| Barcellos |



Ápis - o olhar amoroso do artista

By Alexandros Papadopoulos Evremidis*

Faz exatos 8 dias (parecem 80) desde que, levado por Garcez, fui ver as pinturas desse maduro rapaz. De lá para cá, perdi a paz e não consegui sossegar, elas me assaltando a toda hora e, até, me acordando no meio da noite, exigindo que eu escrevesse algumas poucas linhas, para reter o tempo, registrar a comoção causada, solidificá-la e torná-la objetiva, não objetivo.

Não serei comedido, esbanjarei adjetivos - a arte dele é singela, honesta, sincera, despretensiosa. E sobretudo movente e comovente, de um lirismo avassalador. Pinta aquilo que ama e a todos seduz (pensa que aqui estou por acaso? se desde menino ela povoava e alimentava meus sonhos?) - as múltiplas formas e faces (e facetas) dessa tirana cidade-porné que chamam de Rio, só se for de paixões desenfreadas e, pour cause, sadomazoquisticamente demolidoras.

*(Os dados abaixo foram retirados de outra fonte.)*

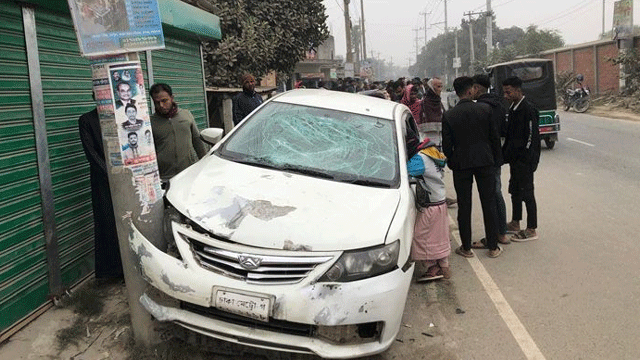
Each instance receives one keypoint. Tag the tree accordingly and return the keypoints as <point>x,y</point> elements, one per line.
<point>259,36</point>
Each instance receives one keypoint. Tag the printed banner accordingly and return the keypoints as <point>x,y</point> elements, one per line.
<point>106,27</point>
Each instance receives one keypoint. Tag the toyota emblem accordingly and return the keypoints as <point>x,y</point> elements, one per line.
<point>249,262</point>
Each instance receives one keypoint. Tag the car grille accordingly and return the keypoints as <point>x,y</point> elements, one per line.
<point>254,268</point>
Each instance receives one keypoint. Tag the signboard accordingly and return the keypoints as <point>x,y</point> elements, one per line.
<point>623,19</point>
<point>348,70</point>
<point>107,27</point>
<point>457,63</point>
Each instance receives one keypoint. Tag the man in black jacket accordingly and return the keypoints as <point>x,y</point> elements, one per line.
<point>108,264</point>
<point>481,83</point>
<point>246,101</point>
<point>522,151</point>
<point>472,146</point>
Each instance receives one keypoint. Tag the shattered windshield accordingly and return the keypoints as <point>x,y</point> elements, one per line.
<point>318,142</point>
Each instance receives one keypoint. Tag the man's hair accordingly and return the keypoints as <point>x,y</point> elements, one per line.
<point>482,80</point>
<point>123,83</point>
<point>160,87</point>
<point>514,81</point>
<point>462,84</point>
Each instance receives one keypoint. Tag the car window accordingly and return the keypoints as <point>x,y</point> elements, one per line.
<point>528,73</point>
<point>346,146</point>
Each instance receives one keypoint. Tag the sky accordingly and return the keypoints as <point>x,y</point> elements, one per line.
<point>389,24</point>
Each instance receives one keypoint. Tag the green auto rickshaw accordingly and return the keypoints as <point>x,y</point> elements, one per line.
<point>538,86</point>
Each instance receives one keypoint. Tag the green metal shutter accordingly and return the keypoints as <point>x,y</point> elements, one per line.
<point>23,267</point>
<point>67,88</point>
<point>180,66</point>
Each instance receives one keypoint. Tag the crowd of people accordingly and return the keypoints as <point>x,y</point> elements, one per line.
<point>474,139</point>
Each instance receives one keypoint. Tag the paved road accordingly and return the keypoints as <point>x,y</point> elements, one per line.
<point>573,294</point>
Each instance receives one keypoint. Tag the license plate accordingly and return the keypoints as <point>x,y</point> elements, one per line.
<point>250,305</point>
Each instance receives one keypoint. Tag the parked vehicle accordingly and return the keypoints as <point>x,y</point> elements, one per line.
<point>579,98</point>
<point>294,232</point>
<point>538,86</point>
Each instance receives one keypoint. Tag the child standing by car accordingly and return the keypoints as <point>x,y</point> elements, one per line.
<point>431,230</point>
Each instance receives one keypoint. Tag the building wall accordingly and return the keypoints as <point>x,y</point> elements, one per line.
<point>593,61</point>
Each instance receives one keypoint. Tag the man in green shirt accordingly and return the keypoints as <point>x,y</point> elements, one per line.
<point>175,134</point>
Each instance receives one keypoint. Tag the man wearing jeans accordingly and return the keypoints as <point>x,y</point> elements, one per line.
<point>471,143</point>
<point>481,83</point>
<point>522,151</point>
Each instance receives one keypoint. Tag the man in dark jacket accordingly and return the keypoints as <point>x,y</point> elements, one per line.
<point>108,264</point>
<point>246,101</point>
<point>482,84</point>
<point>472,146</point>
<point>522,151</point>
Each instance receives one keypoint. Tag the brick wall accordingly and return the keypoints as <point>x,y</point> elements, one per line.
<point>608,74</point>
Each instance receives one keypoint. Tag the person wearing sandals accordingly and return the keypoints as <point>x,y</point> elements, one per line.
<point>471,143</point>
<point>522,151</point>
<point>431,244</point>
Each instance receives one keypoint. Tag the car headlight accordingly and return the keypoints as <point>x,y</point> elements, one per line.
<point>361,264</point>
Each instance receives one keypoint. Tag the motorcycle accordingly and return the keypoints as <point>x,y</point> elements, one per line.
<point>579,99</point>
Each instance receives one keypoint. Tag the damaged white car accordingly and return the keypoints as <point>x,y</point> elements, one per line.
<point>294,232</point>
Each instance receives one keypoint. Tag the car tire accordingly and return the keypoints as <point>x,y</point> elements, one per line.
<point>549,143</point>
<point>581,105</point>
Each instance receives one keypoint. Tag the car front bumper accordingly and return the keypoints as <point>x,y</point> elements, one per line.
<point>331,312</point>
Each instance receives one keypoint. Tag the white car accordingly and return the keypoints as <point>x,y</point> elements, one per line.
<point>294,232</point>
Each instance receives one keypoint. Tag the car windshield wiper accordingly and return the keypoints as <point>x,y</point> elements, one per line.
<point>258,161</point>
<point>305,171</point>
<point>367,182</point>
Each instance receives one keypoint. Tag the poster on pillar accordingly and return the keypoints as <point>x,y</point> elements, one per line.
<point>106,27</point>
<point>124,113</point>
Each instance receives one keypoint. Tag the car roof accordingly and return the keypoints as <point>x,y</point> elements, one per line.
<point>341,101</point>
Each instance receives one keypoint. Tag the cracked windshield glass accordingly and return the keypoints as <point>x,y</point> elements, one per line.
<point>318,142</point>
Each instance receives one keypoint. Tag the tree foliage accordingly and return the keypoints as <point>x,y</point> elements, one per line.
<point>509,44</point>
<point>259,36</point>
<point>630,60</point>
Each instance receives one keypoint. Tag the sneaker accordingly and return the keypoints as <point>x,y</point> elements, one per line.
<point>495,252</point>
<point>525,235</point>
<point>504,239</point>
<point>513,227</point>
<point>429,277</point>
<point>462,252</point>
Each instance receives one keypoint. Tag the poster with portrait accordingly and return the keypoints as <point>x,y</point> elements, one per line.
<point>131,113</point>
<point>124,116</point>
<point>105,27</point>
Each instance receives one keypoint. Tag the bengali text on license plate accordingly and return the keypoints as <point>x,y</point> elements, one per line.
<point>254,307</point>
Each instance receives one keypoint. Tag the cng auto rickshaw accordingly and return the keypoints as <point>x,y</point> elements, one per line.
<point>539,88</point>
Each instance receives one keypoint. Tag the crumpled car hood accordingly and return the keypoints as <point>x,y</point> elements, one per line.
<point>278,210</point>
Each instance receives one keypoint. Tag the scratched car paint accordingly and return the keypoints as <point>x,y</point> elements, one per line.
<point>293,233</point>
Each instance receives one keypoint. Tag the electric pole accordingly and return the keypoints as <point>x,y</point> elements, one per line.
<point>364,39</point>
<point>472,52</point>
<point>425,26</point>
<point>347,30</point>
<point>489,28</point>
<point>416,30</point>
<point>455,40</point>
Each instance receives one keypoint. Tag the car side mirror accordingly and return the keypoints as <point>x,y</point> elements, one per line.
<point>211,135</point>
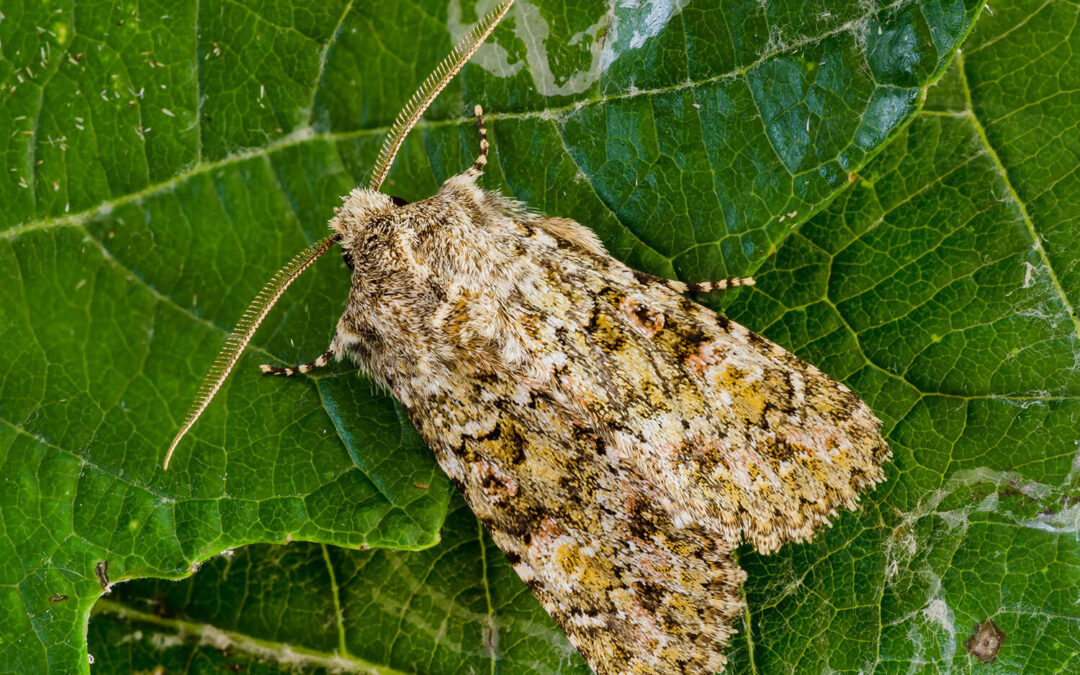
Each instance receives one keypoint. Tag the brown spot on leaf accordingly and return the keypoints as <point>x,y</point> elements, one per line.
<point>986,642</point>
<point>103,574</point>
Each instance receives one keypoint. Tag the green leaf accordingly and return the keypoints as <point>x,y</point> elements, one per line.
<point>178,154</point>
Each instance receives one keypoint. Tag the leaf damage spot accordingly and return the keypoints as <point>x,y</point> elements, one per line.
<point>986,642</point>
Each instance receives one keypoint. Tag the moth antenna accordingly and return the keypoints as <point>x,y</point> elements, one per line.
<point>435,83</point>
<point>245,329</point>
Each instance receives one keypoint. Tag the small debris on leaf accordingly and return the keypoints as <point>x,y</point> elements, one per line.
<point>986,642</point>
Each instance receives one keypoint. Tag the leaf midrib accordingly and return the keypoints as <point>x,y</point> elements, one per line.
<point>283,652</point>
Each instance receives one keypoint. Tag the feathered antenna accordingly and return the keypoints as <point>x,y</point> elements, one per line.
<point>265,300</point>
<point>242,334</point>
<point>435,83</point>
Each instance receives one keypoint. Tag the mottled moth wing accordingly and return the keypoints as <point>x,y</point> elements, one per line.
<point>633,592</point>
<point>733,433</point>
<point>616,437</point>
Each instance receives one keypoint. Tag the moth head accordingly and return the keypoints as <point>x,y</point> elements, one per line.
<point>360,206</point>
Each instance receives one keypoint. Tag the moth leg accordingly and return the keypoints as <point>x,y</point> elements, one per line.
<point>304,367</point>
<point>482,158</point>
<point>700,286</point>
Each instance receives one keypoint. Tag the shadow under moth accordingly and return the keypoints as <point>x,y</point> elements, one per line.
<point>617,440</point>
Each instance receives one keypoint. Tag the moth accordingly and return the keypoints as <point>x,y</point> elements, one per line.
<point>617,439</point>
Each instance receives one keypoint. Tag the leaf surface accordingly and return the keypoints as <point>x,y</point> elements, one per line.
<point>163,160</point>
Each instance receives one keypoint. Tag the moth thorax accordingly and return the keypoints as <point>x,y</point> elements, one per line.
<point>358,206</point>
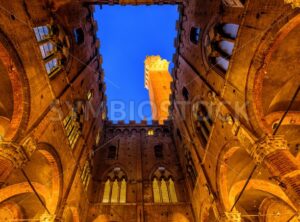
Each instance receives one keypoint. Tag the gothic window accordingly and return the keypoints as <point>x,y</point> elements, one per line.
<point>112,153</point>
<point>52,66</point>
<point>178,133</point>
<point>163,187</point>
<point>185,94</point>
<point>232,3</point>
<point>115,187</point>
<point>219,45</point>
<point>90,94</point>
<point>42,33</point>
<point>202,122</point>
<point>86,175</point>
<point>53,52</point>
<point>79,36</point>
<point>158,150</point>
<point>190,168</point>
<point>47,49</point>
<point>72,128</point>
<point>195,35</point>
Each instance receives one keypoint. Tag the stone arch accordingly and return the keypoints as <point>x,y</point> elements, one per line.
<point>10,212</point>
<point>102,218</point>
<point>178,217</point>
<point>155,168</point>
<point>262,185</point>
<point>259,68</point>
<point>111,168</point>
<point>19,99</point>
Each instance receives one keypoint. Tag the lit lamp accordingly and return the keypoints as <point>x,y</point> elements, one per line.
<point>47,217</point>
<point>294,3</point>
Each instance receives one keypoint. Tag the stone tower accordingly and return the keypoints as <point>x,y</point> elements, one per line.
<point>157,81</point>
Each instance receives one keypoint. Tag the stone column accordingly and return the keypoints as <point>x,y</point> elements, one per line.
<point>273,152</point>
<point>14,153</point>
<point>234,216</point>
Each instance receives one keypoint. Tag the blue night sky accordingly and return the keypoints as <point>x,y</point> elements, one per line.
<point>127,35</point>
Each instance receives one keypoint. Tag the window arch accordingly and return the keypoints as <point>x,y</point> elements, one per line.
<point>195,35</point>
<point>115,187</point>
<point>112,153</point>
<point>54,51</point>
<point>185,94</point>
<point>202,122</point>
<point>163,187</point>
<point>79,36</point>
<point>190,167</point>
<point>158,151</point>
<point>219,45</point>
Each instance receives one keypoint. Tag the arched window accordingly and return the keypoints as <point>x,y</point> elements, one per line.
<point>190,168</point>
<point>158,150</point>
<point>163,187</point>
<point>202,122</point>
<point>185,94</point>
<point>72,128</point>
<point>219,45</point>
<point>233,3</point>
<point>86,175</point>
<point>112,153</point>
<point>195,35</point>
<point>178,133</point>
<point>53,51</point>
<point>115,187</point>
<point>79,36</point>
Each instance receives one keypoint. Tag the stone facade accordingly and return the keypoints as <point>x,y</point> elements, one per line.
<point>236,72</point>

Falei em forma, mas não pense em mundos objetivos, em realismos. Barcellos, movido por um impressionismo tardio, e personalizado, a deforma e a re/forma, a derrete e a aeriza e, no limite da abstração, a devolve onírica, solta, livre. Uma visão e, mais, uma aparição - um thíon! O fazedor não se atém a desenhos nem cuida de contornos, sofre de um derrame. Aplica a cor como se por compassados jatos, patches cromáticos apostos por um polegar que deixa sua marca, sua digital de artista afirmativo, mas não alienado. Revela explicitamente a ciência das dores e das suas causas - as feridas abertas, os Elíseos maculados, tingidos de vermelho. Está ali, suas manchas choram e sangram umas para dentro das outras, se diluem e ao final tecem o tecido de que é feito o pathos. Fluentes, confluem e formam.

Entre outros instantes permanentes, há um de extrema delicadeza: barracos palafitados, amontoados em meio a imundas sombras imperceptivelmente translúcidas, uma estocada no exato ponto de nossa dramática neuralgia urbana - um escárnio para todo ser vivente, sumamente constrangedor para os animais e para os lírios.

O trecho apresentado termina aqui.